After the war he led in the formation of the International Union of Crystallography and was elected its first president. He reorganised the Cavendish into units to reflect his conviction that "the ideal research unit is one of six to twelve scientists and a few assistants, helped by one or more first-class instrument mechanics and a workshop in which the general run of apparatus can be constructed." Senior members of staff now had offices, telephones and secretarial support. The scope of the department was enlarged with a new unit on radio astronomy. His own work focused on the structure of metals, using both X-rays and the electron microscope.

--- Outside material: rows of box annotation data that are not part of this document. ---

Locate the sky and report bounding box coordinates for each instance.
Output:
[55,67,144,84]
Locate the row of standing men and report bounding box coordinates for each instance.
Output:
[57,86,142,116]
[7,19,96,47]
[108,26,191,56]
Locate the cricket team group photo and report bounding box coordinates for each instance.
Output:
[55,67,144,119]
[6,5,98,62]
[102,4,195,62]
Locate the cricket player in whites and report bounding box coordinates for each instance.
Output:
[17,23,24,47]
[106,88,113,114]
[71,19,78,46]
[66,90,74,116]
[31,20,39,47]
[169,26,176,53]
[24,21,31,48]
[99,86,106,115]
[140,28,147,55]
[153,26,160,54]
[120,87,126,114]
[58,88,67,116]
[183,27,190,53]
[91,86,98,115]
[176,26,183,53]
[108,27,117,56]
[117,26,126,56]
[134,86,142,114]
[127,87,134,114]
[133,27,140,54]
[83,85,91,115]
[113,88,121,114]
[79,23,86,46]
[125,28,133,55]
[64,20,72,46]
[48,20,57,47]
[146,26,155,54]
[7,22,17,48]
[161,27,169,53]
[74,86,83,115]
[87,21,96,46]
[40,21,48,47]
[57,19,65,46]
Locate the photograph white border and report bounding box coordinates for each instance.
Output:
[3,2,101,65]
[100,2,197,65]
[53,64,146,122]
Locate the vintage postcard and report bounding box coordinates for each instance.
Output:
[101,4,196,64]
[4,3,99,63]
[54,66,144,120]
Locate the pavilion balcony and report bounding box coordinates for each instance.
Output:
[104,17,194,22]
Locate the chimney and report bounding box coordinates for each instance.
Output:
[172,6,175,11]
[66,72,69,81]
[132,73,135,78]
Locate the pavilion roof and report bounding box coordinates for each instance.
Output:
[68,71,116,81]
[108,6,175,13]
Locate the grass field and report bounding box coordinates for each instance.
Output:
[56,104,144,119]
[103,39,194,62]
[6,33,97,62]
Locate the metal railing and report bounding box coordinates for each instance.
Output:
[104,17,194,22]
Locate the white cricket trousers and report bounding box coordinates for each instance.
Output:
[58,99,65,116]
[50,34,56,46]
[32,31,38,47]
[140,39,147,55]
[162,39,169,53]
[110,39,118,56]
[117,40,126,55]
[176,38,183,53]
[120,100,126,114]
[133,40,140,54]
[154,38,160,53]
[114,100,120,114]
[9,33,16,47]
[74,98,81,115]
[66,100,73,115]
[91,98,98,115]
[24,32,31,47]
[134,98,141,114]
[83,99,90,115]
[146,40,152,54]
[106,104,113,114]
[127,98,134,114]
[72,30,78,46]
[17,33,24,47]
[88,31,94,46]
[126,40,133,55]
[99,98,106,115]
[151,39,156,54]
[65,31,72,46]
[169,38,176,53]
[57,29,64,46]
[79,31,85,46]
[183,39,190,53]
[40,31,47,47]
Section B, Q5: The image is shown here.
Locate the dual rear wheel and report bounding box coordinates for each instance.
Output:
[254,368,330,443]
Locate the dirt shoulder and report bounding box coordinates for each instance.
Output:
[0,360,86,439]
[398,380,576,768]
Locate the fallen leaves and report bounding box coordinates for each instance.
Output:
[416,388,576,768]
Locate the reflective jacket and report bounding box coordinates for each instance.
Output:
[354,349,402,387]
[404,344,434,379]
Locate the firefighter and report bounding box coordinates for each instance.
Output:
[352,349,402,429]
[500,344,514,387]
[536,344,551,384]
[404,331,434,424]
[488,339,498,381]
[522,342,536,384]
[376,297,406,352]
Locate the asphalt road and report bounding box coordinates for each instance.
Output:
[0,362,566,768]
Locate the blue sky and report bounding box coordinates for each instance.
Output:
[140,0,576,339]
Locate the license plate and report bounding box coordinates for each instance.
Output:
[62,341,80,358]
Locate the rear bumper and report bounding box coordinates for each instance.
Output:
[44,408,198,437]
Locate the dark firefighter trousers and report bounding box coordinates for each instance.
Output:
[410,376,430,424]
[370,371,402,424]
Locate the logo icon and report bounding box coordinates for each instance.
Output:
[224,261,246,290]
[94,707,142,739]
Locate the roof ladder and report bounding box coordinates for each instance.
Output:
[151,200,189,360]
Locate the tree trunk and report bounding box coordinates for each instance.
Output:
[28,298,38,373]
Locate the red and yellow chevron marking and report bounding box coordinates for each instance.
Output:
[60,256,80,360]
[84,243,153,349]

In 1947 he persuaded the Medical Research Council (MRC) to support what he described as the "gallant attempt"  to determine protein structure as the Laboratory of Molecular Biology, initially consisting of Perutz, John Kendrew and two assistants. Bragg worked with them, by 1960 they had resolved the structure of myoglobin to the atomic level.  After this he was less involved; their analysis of haemoglobin was easier after they incorporated two mercury atoms as markers in each molecule. The first monumental triumph of the MRC was decoding the structure of DNA by James Watson and Francis Crick. Bragg announced the discovery at a Solvay conference on proteins in Belgium on 8 April 1953, it went unreported by the press. He then gave a talk at Guy's Hospital Medical Schoolin London on Thursday 14 May 1953, which resulted in an article by Ritchie Calder in the News Chronicle of London on Friday 15 May 1953, entitled "Why You Are You. Nearer Secret of Life". Bragg nominated Crick, Watson and Maurice Wilkins for the 1962 Nobel Prize in Physiology or Medicine; Wilkins' share recognised the contribution of X-ray crystallographers at King's College London. Among them was Rosalind Franklin, whose "photograph 51" showed that DNA was a double helix, not the triple helix that Linus Pauling had proposed. Franklin died before the prize (which only goes to living people) was awarded.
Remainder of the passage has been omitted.